Not the first instance

A scary part of this trend is that it is not a one-off instance of media madness and arrogance. It happened in the Aarushi murder case, where the parents Rajesh and Nupur Talwar were pilloried by the media and declared guilty; this left their reputation and careers tarnished beyond repair. Some months later, they were proven innocent in the courts, but their lives had been thrown asunder. It also happened in the so-called telecom '2G scam', in which a huge financial misappropriation figure of Rs 176,000 crore was thrown up and bandied about. This decimated a few telcos. And it later turned out to be no scam at all. It also happened in the case of India's purchase of 36 Rafale fighter jets from France's Dassault Aviation. The Government and some Corporates eventually got a clean chit from the Supreme Court, but not before they were heckled and mauled by the media for months.
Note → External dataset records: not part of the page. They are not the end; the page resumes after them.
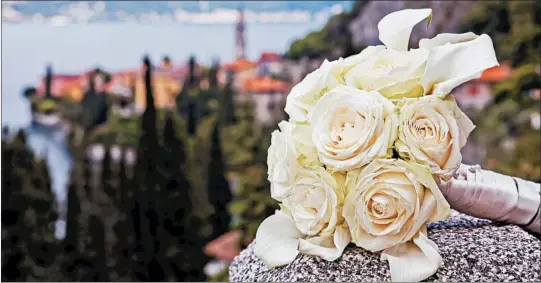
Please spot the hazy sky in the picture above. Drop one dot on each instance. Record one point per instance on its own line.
(27, 48)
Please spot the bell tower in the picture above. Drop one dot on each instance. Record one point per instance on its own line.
(239, 35)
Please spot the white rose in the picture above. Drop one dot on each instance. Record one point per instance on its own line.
(315, 200)
(304, 146)
(432, 132)
(310, 221)
(394, 74)
(304, 96)
(281, 161)
(352, 127)
(388, 204)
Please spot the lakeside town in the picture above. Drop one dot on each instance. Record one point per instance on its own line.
(174, 151)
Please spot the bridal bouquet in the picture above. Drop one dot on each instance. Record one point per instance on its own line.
(368, 138)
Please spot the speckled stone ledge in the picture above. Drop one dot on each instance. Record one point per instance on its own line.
(472, 250)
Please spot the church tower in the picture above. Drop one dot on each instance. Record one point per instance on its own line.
(239, 36)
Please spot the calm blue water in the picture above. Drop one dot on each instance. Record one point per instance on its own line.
(28, 48)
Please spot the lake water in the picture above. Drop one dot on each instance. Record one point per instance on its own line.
(28, 48)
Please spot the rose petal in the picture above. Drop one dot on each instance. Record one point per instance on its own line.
(450, 65)
(413, 261)
(277, 240)
(422, 175)
(330, 247)
(395, 28)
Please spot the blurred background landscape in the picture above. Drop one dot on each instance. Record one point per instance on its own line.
(135, 133)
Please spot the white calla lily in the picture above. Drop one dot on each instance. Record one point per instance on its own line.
(304, 96)
(451, 64)
(395, 28)
(413, 261)
(277, 240)
(446, 38)
(328, 247)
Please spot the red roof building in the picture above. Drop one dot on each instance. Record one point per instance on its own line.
(269, 57)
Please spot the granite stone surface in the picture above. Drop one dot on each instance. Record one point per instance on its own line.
(472, 250)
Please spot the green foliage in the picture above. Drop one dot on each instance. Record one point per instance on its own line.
(218, 187)
(334, 36)
(29, 248)
(253, 203)
(504, 128)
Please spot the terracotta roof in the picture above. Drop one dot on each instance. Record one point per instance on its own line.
(264, 84)
(269, 57)
(240, 65)
(225, 247)
(496, 74)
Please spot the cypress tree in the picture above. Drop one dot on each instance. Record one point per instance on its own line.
(213, 75)
(218, 187)
(48, 81)
(13, 204)
(227, 105)
(124, 227)
(97, 253)
(147, 220)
At the end of this piece, I will not toe the soppy, pallid line being used by many a scribe today – "Today, I am ashamed to be a journalist..." Me, I most certainly am not. At times like these, it becomes particularly critical for those not struck down by the malaise of 'Breaking News' and incorrect reporting to continue to bring out the facts as they really stand. Someone has to write the truth, and highlight the disgraceful fall of quality in the rest of the media. Expose the exposers. Few reporters are reporting straight today, and fewer Editors still have the stomach and gumption to carry such reports when they are written or filed in-camera. I am glad to remain a part of a rapidly-diminishing brigade, one that still carries the torch for truthful and responsible journalism.

The author is a communications consultant and clinical analyst.